Georgiou Michalis F, Sfakianaki Efrosyni, Diaz-Kanelidis Monica N, Moshiree Baha
Department of Radiology, University of Miami Miller School of Medicine, Miami, FL 33136, USA.
Department of Radiology, Jackson Memorial Hospital, Miami, FL 33136, USA.
Diagnostics (Basel). 2024 Jun 13;14(12):1240. doi: 10.3390/diagnostics14121240.
The purpose of this study is to examine the feasibility of a machine learning (ML) system for optimizing a gastric emptying scintigraphy (GES) protocol for the detection of delayed gastric emptying (GE), which is considered a primary indication for the diagnosis of gastroparesis.
An ML model was developed using the JADBio AutoML artificial intelligence (AI) platform. This model employs the percent GE at various imaging time points following the ingestion of a standardized radiolabeled meal to predict normal versus delayed GE at the conclusion of the 4 h GES study. The model was trained and tested on a cohort of 1002 patients who underwent GES using a 70/30 stratified split ratio for training vs. testing. The ML software automated the generation of optimal predictive models by employing a combination of data preprocessing, appropriate feature selection, and predictive modeling analysis algorithms.
The area under the curve (AUC) of the receiver operating characteristic (ROC) curve was employed to evaluate the predictive modeling performance. Several models were developed using different combinations of imaging time points as input features and methodologies to achieve optimal output. By using GE values at time points 0.5 h, 1 h, 1.5 h, 2 h, and 2.5 h as input predictors of the 4 h outcome, the analysis produced an AUC of 90.7% and a balanced accuracy (BA) of 80.0% on the test set. This performance was comparable to the training set results (AUC = 91.5%, BA = 84.7%) within the 95% confidence interval (CI), demonstrating a robust predictive capability. Through feature selection, it was discovered that the 2.5 h GE value alone was statistically significant enough to predict the 4 h outcome independently, with a slightly increased test set performance (AUC = 92.4%, BA = 83.3%), thus emphasizing its dominance as the primary predictor for delayed GE. ROC analysis was also performed for single time imaging points at 1 h and 2 h to assess their independent predictiveness of the 4 h outcome. Furthermore, the ML model was tested for its ability to predict "flipping" cases with normal GE at 1 h and 2 h that became abnormal with delayed GE at 4 h.

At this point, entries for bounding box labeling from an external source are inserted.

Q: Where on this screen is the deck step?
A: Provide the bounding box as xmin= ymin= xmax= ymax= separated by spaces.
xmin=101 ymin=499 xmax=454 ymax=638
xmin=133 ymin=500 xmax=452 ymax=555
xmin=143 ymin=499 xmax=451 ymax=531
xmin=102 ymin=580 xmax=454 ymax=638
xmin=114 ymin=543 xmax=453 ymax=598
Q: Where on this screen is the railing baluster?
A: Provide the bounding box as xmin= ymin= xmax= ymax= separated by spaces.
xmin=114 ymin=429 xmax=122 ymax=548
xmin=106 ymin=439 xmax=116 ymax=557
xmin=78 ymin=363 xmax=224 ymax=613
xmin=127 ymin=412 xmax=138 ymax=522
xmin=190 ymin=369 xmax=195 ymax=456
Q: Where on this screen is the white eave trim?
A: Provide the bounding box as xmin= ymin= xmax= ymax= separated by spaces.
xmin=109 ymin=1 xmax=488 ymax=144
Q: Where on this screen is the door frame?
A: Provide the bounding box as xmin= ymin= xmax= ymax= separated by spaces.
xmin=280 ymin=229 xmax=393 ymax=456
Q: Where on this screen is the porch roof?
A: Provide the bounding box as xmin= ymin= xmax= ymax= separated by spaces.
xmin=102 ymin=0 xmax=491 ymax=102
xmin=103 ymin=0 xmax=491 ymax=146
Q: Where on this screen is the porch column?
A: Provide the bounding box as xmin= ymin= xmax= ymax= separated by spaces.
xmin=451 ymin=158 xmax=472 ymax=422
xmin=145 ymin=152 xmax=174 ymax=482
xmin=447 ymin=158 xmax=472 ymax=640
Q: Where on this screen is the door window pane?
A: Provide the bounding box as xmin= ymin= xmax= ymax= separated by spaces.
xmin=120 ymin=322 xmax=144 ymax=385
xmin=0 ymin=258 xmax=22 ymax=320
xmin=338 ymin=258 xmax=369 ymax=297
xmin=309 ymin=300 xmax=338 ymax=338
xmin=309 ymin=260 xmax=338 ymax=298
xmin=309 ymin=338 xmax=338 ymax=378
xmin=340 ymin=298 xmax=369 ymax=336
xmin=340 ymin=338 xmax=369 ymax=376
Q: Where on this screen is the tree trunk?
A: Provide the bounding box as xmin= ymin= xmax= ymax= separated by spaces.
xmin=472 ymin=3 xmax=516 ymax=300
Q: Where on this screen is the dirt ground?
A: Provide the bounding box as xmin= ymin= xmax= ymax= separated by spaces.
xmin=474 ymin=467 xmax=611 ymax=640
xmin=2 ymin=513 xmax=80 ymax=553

An AI/ML model was designed and trained for predicting delayed GE using a limited number of imaging time points in a 4 h GES clinical protocol. This study demonstrates the feasibility of employing ML for GES optimization in the detection of delayed GE and potentially shortening the protocol's time length without compromising diagnostic power.
本研究旨在探讨机器学习(ML)系统优化胃排空闪烁扫描(GES)方案以检测胃排空延迟(GE)的可行性,胃排空延迟被认为是胃轻瘫诊断的主要指征。
使用JADBio自动机器学习(AI)平台开发了一个ML模型。该模型利用摄入标准化放射性标记餐食后不同成像时间点的GE百分比来预测4小时GES研究结束时的正常与延迟GE情况。该模型在1002例接受GES检查的患者队列中进行训练和测试,训练与测试的分层分割比例为70/30。ML软件通过结合数据预处理、适当的特征选择和预测建模分析算法,自动生成最佳预测模型。
采用受试者操作特征(ROC)曲线下面积(AUC)来评估预测建模性能。使用不同成像时间点的组合作为输入特征和方法开发了多个模型,以实现最佳输出。通过将0.5小时、1小时、1.5小时、2小时和2.5小时时间点的GE值作为4小时结果的输入预测因子,分析在测试集上产生的AUC为90.7%,平衡准确率(BA)为80.0%。在95%置信区间(CI)内,该性能与训练集结果(AUC = 91.5%,BA = 84.7%)相当,表明具有强大的预测能力。通过特征选择发现,仅2.5小时的GE值在统计学上就足以独立预测4小时的结果,测试集性能略有提高(AUC = 92.4%,BA = 83.3%),从而强调了其作为延迟GE主要预测因子的主导地位。还对1小时和2小时的单时间成像点进行了ROC分析,以评估它们对4小时结果的独立预测能力。此外,测试了ML模型预测1小时和2小时GE正常但4小时GE延迟的“翻转”病例的能力。
设计并训练了一种AI/ML模型,用于在4小时GES临床方案中使用有限数量的成像时间点预测延迟GE。本研究证明了在检测延迟GE时采用ML优化GES的可行性,并有可能在不影响诊断能力的情况下缩短方案的时间长度。